When they finally met to settle their follicular differences on Saturday, it was one of a few odd fights on a weird Fox card. Gall took Northcutt down almost immediately, spent much of the round on top, and threated a guillotine choke, but Northcutt scrambled back to his feet. In the second round he had greater success, catching Gall with a hard left hook and getting the best of the striking generally—until Gall dropped him with a right hand, spun to his back, and finished the choke. It wasn't the only bit of quasi-celebrity slaying of the night: In the main event, 115-pounder Paige Van Zant, the Dancing With the Stars alumna and UFC golden girl whose probably received even more UFC backing than Northcutt, faced veteran Michelle Waterson and got her carotids squeezed until she went limp, an effort executed with even greater efficiency than Gall's win.

It's tempting to lump criticisms of Van Zant and Northcutt together, but sticking with the theme and with apologies to Northcutt—who shouldn't be held accountable for being promoted in a way that outweighs the burgeoning talents that got him here—I have no idea why he's the one that the UFC decided to put its weight behind. Why would the average MMA fan be taken with a fighter solely because he's a wholesome guy who looks straight out of a late-90s boy band, especially when tastes run so clearly in the opposite direction? We have an appetite for misanthropy, not politeness. The hostility between Conor McGregor and Nate Diaz, all lobbed f-bombs and Monster drinks, made for the two best-selling pay-per-views of the last year. Consider that Northcutt losing his temper against Gall was far more interesting than watching viral videos of him happily ripping apart an apple. Consider, also, that Northcutt showed the same gaping holes in his jiu-jitsu against Gall that Bryan Barbarena exposed earlier this year.

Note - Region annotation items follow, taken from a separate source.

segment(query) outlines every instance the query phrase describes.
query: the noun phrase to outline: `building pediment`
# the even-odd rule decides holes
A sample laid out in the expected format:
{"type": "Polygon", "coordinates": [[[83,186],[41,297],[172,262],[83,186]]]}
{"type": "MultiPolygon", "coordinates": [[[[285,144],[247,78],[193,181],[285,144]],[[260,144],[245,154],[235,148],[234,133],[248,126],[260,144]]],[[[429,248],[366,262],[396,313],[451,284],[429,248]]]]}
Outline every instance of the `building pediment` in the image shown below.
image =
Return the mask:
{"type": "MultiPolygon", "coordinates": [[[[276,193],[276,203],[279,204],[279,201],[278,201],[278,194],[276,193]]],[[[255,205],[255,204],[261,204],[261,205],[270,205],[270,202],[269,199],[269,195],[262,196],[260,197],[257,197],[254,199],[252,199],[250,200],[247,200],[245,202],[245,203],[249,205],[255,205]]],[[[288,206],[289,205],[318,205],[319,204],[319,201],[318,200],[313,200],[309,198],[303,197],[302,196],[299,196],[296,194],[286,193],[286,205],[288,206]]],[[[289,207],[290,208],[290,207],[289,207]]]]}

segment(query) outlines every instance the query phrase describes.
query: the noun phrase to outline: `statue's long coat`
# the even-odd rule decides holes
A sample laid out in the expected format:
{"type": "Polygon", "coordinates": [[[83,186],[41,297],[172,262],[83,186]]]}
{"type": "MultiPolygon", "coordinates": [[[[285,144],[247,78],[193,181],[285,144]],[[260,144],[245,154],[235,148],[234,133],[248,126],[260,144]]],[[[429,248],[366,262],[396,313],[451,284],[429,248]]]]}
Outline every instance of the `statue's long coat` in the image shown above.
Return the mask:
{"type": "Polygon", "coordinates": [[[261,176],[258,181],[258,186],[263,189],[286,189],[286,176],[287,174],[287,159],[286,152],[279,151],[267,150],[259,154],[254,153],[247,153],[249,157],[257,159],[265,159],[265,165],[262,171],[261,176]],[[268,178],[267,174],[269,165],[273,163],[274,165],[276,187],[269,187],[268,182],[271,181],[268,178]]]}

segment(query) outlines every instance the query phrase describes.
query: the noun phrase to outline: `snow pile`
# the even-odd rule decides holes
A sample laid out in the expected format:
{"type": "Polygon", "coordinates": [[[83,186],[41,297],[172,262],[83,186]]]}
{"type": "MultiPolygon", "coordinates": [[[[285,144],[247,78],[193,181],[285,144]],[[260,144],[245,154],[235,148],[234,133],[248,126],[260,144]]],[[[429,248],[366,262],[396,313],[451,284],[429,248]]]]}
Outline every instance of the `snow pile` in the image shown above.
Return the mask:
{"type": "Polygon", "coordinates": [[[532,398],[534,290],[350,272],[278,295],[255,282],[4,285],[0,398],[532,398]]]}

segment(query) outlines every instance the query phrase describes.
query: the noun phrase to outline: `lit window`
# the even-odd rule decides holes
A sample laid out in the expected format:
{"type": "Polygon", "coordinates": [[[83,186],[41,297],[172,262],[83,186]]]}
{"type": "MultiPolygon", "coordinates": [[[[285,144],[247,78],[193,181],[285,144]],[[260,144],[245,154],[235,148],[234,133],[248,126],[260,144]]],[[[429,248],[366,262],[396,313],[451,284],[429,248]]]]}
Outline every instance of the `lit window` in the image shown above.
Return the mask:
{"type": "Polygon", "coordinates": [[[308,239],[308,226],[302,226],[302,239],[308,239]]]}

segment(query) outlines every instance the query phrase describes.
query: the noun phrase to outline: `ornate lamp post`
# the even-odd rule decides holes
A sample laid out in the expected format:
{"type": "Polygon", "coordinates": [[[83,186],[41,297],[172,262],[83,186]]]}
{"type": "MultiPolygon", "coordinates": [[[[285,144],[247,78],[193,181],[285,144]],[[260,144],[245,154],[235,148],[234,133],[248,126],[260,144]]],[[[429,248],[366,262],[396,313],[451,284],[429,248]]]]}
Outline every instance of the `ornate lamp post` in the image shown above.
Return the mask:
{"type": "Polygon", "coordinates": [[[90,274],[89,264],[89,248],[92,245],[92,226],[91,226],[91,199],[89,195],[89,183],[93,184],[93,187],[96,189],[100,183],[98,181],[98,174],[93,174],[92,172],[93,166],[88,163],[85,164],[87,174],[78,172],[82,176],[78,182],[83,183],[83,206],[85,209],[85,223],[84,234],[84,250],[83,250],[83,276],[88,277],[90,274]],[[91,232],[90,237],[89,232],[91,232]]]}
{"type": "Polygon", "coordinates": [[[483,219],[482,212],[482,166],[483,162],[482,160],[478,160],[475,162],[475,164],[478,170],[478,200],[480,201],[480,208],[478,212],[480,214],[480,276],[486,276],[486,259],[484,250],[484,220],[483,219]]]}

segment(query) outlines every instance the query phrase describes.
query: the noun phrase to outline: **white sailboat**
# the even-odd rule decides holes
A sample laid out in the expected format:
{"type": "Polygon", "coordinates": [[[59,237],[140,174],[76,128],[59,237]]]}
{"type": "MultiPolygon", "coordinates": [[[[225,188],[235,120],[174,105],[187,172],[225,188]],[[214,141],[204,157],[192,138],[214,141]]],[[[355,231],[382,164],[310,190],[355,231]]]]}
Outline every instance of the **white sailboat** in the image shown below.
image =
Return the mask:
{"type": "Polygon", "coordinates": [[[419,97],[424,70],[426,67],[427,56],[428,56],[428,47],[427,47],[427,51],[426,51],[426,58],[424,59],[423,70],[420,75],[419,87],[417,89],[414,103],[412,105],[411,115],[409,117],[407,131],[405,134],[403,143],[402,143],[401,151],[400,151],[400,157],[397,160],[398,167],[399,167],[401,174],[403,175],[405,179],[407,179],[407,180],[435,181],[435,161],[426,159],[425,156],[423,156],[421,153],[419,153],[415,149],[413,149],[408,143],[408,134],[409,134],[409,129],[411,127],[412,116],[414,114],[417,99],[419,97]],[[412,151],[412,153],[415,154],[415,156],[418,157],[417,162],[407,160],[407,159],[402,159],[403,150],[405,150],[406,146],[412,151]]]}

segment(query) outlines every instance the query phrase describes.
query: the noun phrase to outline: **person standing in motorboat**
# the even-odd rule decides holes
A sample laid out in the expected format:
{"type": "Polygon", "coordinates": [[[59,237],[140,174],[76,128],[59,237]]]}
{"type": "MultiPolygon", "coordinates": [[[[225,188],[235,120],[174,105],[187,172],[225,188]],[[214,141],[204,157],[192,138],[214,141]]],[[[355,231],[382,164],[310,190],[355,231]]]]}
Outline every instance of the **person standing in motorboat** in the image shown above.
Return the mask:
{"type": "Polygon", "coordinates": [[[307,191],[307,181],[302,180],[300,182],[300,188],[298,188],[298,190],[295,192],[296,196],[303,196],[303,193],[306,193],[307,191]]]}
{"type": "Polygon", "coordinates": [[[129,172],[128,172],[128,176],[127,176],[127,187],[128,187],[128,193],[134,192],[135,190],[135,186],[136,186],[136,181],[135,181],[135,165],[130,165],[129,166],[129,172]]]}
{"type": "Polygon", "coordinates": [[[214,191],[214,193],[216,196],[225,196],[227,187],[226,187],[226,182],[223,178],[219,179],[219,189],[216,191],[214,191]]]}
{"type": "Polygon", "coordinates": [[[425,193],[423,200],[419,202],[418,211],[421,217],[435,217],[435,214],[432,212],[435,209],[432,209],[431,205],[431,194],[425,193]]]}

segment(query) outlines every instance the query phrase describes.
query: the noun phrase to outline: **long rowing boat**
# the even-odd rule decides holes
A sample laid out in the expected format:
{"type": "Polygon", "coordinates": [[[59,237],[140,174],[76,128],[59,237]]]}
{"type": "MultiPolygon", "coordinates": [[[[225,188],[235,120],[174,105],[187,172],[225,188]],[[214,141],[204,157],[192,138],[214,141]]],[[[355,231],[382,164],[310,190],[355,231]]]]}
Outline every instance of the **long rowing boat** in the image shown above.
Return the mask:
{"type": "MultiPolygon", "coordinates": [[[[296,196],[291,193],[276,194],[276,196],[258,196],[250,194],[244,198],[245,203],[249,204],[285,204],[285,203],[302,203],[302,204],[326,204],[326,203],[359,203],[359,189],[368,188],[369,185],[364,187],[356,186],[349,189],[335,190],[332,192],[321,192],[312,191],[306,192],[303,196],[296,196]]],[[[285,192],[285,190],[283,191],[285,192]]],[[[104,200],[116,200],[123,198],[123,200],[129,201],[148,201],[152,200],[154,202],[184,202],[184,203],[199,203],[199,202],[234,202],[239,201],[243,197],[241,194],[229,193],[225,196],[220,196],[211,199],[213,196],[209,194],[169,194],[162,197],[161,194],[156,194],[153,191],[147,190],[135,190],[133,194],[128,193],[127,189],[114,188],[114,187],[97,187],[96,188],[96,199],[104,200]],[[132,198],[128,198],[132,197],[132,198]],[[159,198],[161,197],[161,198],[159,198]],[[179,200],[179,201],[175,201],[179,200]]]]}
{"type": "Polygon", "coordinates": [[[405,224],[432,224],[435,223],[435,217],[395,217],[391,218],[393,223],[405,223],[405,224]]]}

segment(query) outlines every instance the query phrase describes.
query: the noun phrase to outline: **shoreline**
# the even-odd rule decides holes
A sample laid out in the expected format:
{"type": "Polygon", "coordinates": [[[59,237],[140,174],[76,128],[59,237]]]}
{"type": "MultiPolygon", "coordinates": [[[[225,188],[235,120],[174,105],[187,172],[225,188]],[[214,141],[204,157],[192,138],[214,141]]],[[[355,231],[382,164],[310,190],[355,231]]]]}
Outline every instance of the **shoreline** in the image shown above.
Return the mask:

Photo by Kyle Terada-USA TODAY Sports

Along those lines, talking about Gall as a true prospect needs to stay in perspective. As adept as he was on the ground, he looked raw on the feet, the punch that dropped Northcutt notwithstanding. Compared to his previous opponents—Punk, Mike Jackson (an MMA journalist also vying for the chance to fight Punk), and the small-circuit opponent he beat in front of Dana While, all of whom had 0-0 records at the time—Northcutt was a grizzled, battle-hardened killer. Gall's post-win callout of Dan Hardy, the former title challenger who's trying to get a doctor's clearance to return after four years on the sidelines, makes no sense and is a terrible idea at this stage.

But the fact that we're talking about Gall says everything. Even when the UFC attempts to build a star in a laboratory, someone with the right talent, personality, and four-ounce gloves can break in and start smashing test tubes.